If the SD daemon/agent is not installed on a given target system, you must install it before you can begin managing the system with SD.

If you've verified that the daemon/agent component has been installed on a target system and you still have trouble contacting it, check to see that the daemon is running:

  1. On the target system, type:

    ps -e | grep swagentd

  2. If the daemon does not appear to be running, you can start it by typing (as root on the target system):

    /usr/sbin/swagentd

  3. If you attempt to start a daemon when one is already running, you will see a message about the other daemon; this is harmless.

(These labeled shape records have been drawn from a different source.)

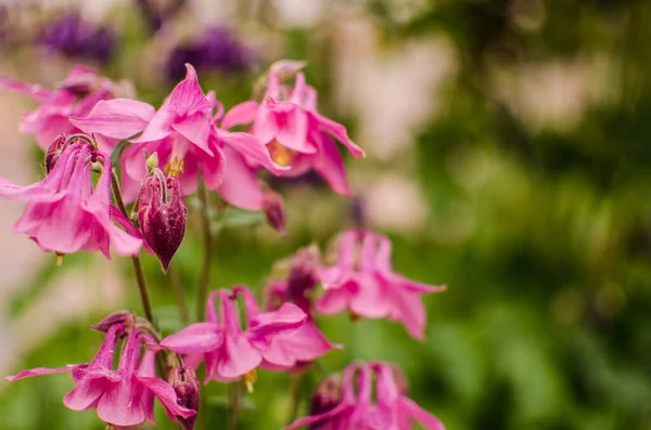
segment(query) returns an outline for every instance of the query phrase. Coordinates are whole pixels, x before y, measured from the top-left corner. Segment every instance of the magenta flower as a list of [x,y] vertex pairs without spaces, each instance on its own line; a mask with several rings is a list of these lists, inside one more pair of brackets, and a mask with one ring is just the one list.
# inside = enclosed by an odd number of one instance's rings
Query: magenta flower
[[[244,328],[233,303],[239,295],[245,300]],[[217,297],[220,298],[219,317],[214,304]],[[284,303],[275,312],[258,313],[253,296],[242,286],[232,292],[214,291],[206,303],[206,315],[207,322],[192,324],[159,344],[159,348],[186,354],[186,362],[193,367],[205,361],[204,383],[210,379],[228,382],[242,376],[248,382],[263,363],[283,366],[284,357],[276,356],[273,341],[296,333],[306,318],[305,312],[291,303]]]
[[[376,375],[374,387],[373,372]],[[355,378],[356,374],[359,374],[358,378]],[[405,395],[400,378],[397,369],[385,363],[348,366],[344,370],[339,404],[336,399],[330,398],[331,392],[326,393],[329,395],[327,406],[336,404],[334,407],[301,418],[285,430],[302,426],[328,430],[411,430],[413,420],[427,430],[445,430],[438,418]],[[326,388],[332,391],[329,386]],[[372,401],[373,392],[375,402]]]
[[[284,175],[315,169],[334,192],[349,195],[343,160],[331,136],[355,157],[363,156],[363,151],[350,141],[344,126],[317,113],[317,93],[298,69],[295,63],[278,62],[269,71],[264,101],[234,106],[221,126],[229,129],[251,123],[252,134],[269,147],[273,160],[292,167]],[[288,75],[295,75],[293,88],[282,83]]]
[[156,378],[154,353],[145,351],[140,360],[141,339],[133,327],[129,329],[117,370],[113,369],[117,338],[122,331],[122,326],[113,325],[100,351],[89,364],[54,369],[39,367],[20,372],[7,379],[15,381],[33,376],[69,372],[77,387],[63,398],[63,404],[73,411],[94,408],[100,419],[115,426],[135,426],[145,419],[154,422],[155,398],[163,403],[170,416],[193,416],[194,411],[177,403],[174,389]]
[[186,79],[155,113],[145,103],[117,99],[99,104],[86,117],[72,118],[72,122],[87,133],[108,139],[127,139],[142,132],[131,140],[132,145],[120,159],[126,200],[137,197],[148,174],[145,153],[157,153],[164,170],[179,177],[186,195],[195,192],[201,173],[206,187],[218,190],[228,203],[261,209],[264,193],[244,157],[276,174],[286,168],[275,164],[267,147],[251,134],[217,128],[220,104],[213,93],[204,95],[194,68],[190,64],[186,68]]
[[347,309],[358,316],[399,321],[416,339],[423,339],[425,328],[421,295],[446,289],[396,274],[388,238],[363,230],[343,233],[336,264],[317,273],[326,290],[315,304],[317,312],[333,314]]
[[[16,90],[30,95],[40,106],[23,116],[21,131],[35,134],[44,151],[59,134],[78,133],[68,121],[69,116],[85,116],[101,100],[110,100],[127,92],[124,84],[112,82],[92,68],[75,66],[55,90],[49,91],[37,84],[1,78],[0,88]],[[116,141],[99,142],[100,149],[110,153]],[[104,146],[108,145],[108,146]]]
[[[110,157],[86,140],[72,138],[58,157],[50,158],[51,170],[43,181],[20,186],[0,178],[0,196],[27,201],[14,232],[25,233],[42,250],[60,255],[100,250],[110,259],[111,245],[119,255],[138,253],[142,245],[140,234],[111,205]],[[93,187],[93,164],[98,162],[102,172]],[[114,225],[112,218],[129,233]]]
[[138,220],[145,244],[154,251],[163,272],[183,242],[188,207],[178,178],[158,168],[145,178],[138,199]]

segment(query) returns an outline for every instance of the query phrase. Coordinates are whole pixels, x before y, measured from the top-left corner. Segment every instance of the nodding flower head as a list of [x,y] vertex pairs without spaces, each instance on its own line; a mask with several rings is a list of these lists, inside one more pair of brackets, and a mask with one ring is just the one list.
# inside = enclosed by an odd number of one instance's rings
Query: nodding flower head
[[166,177],[157,167],[151,169],[140,190],[138,220],[145,244],[154,251],[164,272],[183,242],[188,207],[181,183]]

    You can also kill and restart a currently running daemon by typing:

    /usr/sbin/swagent -r

Other possible causes for this problem are listed in the section “Connection Timeouts and Other WAN Problems ”.

Tip:

An easy way to determine if a target system has the SD daemon installed and running is to type:

/usr/sbin/swlist -l depot @ <one or more target hostnames>

which will attempt to contact each target to get a list of registered depots. Those targets which have the SD daemon installed will report either:

# Initializing...
# Target <hostname> has the following depot(s):
<list of depots>
.
.
.

or

# Initializing...
WARNING: No depot was found for <hostname>.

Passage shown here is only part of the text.